The grief resulting from the death of a loved one knows not the passage of time. There are five stages of grief according to the late psychiatrist Elisabeth Kubler Ross. In 1969, she first laid out her theory of these five stages in her best-selling book On Death and Dying. This paradigm on the process of grieving is not new and has become familiar to professionals and lay people alike.
The five stages are denial, anger, bargaining, depression, and acceptance. There is no prescribed time to travel through each stage as every person and each loss is unique. Some people experience these stages in order, but many do not. It is quite normal to go through one stage, only to come back to it later and process it through once again.
Today, I want to address the stage of anger. It is a stage I have only come out of recently in regard to a loss I’ve been wrestling with for the past five years. For a time, my anger served as a stalwart support preventing me from becoming overwhelmed and swept away by the heavier feelings that swelled underneath. However, as time moved on, this method of coping carried me into a very dark place within myself. The flame of my anger had transformed from a humble and contained campfire that provided comfort into an uncontrollable blaze that threatened to consume me.
This change happened so slowly, I failed to notice when it reached the tipping point between a healthy way to cope into an internally destructive force. What I did notice were the thoughts of self-harm becoming more intrusive. This happened a little more than a month ago and in tandem with the collapse of an important friendship. Being stranded without the support of my estranged friend, I decided to check myself into a local psychiatric hospital to get the help I needed.
While working through the program, I limited my divulsions to the frustration and grief I felt at losing the current friendship. Getting into the gritty history of the older wound was not something I was ready or willing to do in a group setting. The parting advice of the therapist leading the group was that I work with a counselor who specializes in grief and loss. He couldn’t have known how badly I needed that type of specialty.

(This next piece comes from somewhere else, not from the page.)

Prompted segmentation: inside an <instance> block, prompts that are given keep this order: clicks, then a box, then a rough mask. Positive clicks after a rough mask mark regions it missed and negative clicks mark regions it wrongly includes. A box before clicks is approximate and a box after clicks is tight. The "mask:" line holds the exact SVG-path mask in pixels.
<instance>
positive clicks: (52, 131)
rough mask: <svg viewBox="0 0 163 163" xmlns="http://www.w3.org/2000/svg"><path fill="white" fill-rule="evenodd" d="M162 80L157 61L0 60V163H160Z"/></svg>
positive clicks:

Since being discharged from the hospital, I have dived into the older grief with a personal therapist who specializes in trauma work. Therapy, combined with my own process of journaling my emotions, are the primary tools I needed to get myself out of the fiery pit of anger I had created for myself. Reaching out to those who were also intimately familiar with the loved one I had lost was of great help. These are people who also felt the hole left in the world when he parted and they too knew my struggle. This helped me to feel less alone in my grief.
If you are someone who is also struggling with a difficult loss, I want to give you assurance that you are not alone in this fight. Despite how isolated you may feel now, there are many who have suffered great loss. Although, what you have lost, your experience of that loss, and the emotions around it are all uniquely your own. You deserve the chance to work through it with love and support.
I wish you the very best in the difficult journey that lies ahead.